The lesson is self-contained. Each prior-lesson primitive is reimplemented at minimal scale in main.py (gate, sandbox, ledger, span) so the lesson runs without importing siblings. The names match lessons 25-28 exactly so the conceptual mapping is unambiguous.

What you will build

main.py ships:

  1. The minimal harness primitives, copied with the same names as lessons 25-28: GateChain, Sandbox, ObservationLedger, SpanBuilder, MetricsRegistry.
  2. CodingAgentPolicy class: state machine with five states.
  3. Repo helper: prepares a scratch dir with the bundled buggy fixture.
  4. AgentRun class: drives the policy, dispatches through the harness, returns an AgentRunReport.
  5. A bundled fixture (fixture_repo/) with src/fizz.py, tests/test_fizz.py, and an expected/ tree for the eval harness.
  6. Demo: runs the policy end-to-end, prints the step-by-step trace, asserts pass, prints metrics.

The bundled fixture is the same shape as lesson 27's task structure: a buggy file and a tests file.
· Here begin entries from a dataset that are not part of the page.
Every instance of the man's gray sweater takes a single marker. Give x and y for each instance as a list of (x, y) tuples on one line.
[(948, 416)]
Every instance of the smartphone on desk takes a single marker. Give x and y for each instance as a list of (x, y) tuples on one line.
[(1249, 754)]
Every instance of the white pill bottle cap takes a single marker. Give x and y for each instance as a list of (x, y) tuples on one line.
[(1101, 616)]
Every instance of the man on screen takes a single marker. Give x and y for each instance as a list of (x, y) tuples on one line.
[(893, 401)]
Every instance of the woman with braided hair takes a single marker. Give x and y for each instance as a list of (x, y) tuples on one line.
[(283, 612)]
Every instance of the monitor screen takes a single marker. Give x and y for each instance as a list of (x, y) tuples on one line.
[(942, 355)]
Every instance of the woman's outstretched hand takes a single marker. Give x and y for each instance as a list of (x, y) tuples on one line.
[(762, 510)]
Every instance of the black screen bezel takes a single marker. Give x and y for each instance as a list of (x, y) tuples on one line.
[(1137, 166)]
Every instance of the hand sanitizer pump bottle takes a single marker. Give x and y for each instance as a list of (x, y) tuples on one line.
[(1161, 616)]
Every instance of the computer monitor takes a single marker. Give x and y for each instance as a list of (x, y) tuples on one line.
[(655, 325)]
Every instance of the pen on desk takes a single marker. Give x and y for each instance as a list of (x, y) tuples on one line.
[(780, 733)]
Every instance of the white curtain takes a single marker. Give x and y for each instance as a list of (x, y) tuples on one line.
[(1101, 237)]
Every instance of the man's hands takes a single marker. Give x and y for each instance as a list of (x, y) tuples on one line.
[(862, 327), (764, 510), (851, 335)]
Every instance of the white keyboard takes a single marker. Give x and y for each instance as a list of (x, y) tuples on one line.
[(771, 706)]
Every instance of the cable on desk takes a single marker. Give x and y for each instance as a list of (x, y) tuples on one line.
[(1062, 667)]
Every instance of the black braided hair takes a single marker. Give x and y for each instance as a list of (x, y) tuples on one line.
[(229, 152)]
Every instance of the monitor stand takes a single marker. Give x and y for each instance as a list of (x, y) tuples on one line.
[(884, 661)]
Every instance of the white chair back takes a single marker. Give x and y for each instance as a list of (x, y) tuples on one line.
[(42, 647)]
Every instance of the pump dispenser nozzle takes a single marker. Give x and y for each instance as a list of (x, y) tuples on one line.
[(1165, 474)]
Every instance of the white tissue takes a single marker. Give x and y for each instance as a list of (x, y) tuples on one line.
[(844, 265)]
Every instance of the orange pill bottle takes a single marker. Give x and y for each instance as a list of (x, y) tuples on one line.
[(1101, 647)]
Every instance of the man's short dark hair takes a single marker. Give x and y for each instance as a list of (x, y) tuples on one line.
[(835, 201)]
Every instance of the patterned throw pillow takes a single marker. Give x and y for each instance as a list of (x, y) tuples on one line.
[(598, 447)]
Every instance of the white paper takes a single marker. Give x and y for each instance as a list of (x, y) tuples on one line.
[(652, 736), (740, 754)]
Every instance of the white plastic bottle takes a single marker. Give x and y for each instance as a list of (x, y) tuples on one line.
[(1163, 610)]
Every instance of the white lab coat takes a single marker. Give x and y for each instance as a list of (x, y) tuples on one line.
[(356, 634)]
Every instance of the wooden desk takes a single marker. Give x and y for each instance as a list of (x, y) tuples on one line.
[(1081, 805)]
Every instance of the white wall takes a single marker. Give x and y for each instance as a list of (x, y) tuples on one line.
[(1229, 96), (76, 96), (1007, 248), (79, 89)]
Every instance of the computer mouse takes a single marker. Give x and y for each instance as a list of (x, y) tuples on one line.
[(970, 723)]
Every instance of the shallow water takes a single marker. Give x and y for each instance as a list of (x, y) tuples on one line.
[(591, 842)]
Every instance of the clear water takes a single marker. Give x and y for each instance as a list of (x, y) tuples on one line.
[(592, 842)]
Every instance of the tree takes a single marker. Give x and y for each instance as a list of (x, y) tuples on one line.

The test failure message contains enough information for the deterministic policy to identify the fix. A real LLM would do the same job, slower and with broader recall, but it would not change the harness's expectations.

Why the policy is not an LLM

A real LLM requires an API key, a network call, and unverifiable stochasticity. The harness is the part the lesson cares about. Subbing in a deterministic policy lets the lesson run on any developer laptop with zero external dependencies and lets the test suite assert exact-step counts.

The lesson's policy is a strict subset of what an LLM agent does. The policy reads the repo, sees the failing test, identifies the line, and emits a fix. An LLM goes through the same loop with the same harness contract; the bookkeeping is identical.

What the demo asserts

The end-to-end demo asserts five things at exit time, and the test suite reasserts them programmatically.

The policy solved the fixture in fewer than 12 steps.

The observation budget was never exceeded.

Zero gate denials fired on legal tools. (The agent never invented a denied tool name.)

Every step has a corresponding span in the traces.jsonl.

The Prometheus exposition contains a tools_called_total{tool="read_file"} entry and a tool_latency_ms histogram.

How this composes with the rest of Track A

This lesson is the integration. Lesson 25 wrote the gate chain. Lesson 26 wrote the sandbox. Lesson 27 wrote the eval harness. Lesson 28 wrote the observability. Lesson 29 proves they work as a system. A real agent harness extends from here: swap the deterministic policy for a model, swap the bundled fixture for a real-repo task, swap the JSONL exporter for OTLP.

Running it

bash
cd phases/19-capstone-projects/29-end-to-end-coding-task-demo
python3 code/main.py
python3 -m pytest code/tests/ -v

The demo prints a per-step trace, the final eval report, and the Prometheus exposition. Exit code is zero. The tests cover the policy state transitions, the gate refusals on synthetic tool calls, the end-to-end run on the bundled fixture, and the step-budget invariants.